Gerardo Aguilar

Personal information
- Full name: Gerardo Aguilar Sainz
- Date of birth: 28 March 1990 (age 34)
- Place of birth: Orizaba, Mexico
- Height: 1.67 m (5 ft 6 in)
- Position(s): Midfielder

Senior career*
- Years: Team / Apps / (Gls)
- 2014: Celaya / 17 / (0)
- 2017: Real Estelí / 19 / (1)

= Gerardo Aguilar (footballer) =

Mexican footballer (born 1990)

Gerardo Aguilar Sainz (born 28 March 1990) is a Mexican former footballer, who played in midfield for Real Estelí FC. He was born in Orizaba, Veracruz and was brought up in Saltillo, Coahuila.

==Career==
===Second Division===
Gerardo Aguilar Sainz began his professional career in 2007 in the Second Division of the Mexican Football League, playing for Club Deportivo Chivas, when the team twice became divisional champion. In 2009, he moved to Real Saltillo Soccer Club, with which he remained until 2011, scoring 8 goals. He played for Querétaro F.C. in 2011 and 2012, scoring 3 goals. In 2012, he moved to Deportivo Tepic F.C., in the Liga Premier de Ascenso, part of the Second Division, and scored 3 goals while there.

===Ascenso MX===
Aguilar moved up one tier in 2014 when he transferred to Club de Futbol Celaya, playing twice in the Copa MX and scoring one goal.

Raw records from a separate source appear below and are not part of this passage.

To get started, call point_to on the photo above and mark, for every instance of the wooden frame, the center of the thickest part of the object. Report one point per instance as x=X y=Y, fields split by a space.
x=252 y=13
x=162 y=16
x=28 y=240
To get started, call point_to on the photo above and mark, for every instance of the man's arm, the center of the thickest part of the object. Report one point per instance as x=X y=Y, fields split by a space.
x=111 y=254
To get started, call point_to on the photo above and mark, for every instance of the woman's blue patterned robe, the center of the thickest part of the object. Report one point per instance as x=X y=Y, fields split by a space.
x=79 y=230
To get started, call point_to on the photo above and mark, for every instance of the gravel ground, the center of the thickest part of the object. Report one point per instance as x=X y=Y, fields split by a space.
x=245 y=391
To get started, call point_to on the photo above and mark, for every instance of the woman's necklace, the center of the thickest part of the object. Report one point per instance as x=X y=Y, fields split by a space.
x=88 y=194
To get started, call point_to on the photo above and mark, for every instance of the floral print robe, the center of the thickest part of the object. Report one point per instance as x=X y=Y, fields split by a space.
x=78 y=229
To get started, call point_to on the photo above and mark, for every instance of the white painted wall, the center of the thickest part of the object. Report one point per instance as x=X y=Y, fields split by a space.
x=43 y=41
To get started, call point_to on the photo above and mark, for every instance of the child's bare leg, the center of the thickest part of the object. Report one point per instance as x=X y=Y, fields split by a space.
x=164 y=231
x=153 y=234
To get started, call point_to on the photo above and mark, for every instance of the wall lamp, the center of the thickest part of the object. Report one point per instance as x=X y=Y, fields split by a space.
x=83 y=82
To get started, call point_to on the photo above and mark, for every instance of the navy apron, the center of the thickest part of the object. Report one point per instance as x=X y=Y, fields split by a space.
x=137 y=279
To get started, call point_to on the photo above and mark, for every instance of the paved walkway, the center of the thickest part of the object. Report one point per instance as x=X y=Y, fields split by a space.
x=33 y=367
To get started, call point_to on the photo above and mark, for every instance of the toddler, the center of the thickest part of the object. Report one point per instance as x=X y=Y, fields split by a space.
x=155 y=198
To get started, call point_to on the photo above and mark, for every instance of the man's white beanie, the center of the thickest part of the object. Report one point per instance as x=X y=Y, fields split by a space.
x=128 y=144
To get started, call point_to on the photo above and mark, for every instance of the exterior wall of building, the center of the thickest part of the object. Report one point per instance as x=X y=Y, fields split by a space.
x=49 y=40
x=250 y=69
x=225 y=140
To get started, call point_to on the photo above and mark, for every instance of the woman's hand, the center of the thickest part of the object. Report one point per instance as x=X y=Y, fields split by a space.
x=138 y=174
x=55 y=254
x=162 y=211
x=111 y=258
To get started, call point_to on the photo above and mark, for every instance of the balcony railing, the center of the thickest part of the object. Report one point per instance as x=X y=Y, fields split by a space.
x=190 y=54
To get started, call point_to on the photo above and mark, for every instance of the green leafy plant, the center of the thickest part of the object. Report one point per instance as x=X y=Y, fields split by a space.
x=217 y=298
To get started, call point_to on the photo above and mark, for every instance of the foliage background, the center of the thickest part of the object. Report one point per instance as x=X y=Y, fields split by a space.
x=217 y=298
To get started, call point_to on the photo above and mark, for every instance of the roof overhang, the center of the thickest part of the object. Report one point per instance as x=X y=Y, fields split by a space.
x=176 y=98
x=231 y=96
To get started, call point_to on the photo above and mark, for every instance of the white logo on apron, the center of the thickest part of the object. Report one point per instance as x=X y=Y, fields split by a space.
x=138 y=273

=== Loros de la Universidad de Colima ===
In 2015 Aguilar moved to the Second Division team Loros de la Universidad de Colima. The team won promotion to the Ascenso MX league that same year.

=== Real Estelí Fútbol Club ===
Aguilar is currently playing for the Nicaraguan First Division team Real Estelí Fútbol Club. Real Estelí is one of the two top Nicaraguan teams, along with Diriangén FC. Matches between the two teams are known as the "National Classic" (el clásico nacional).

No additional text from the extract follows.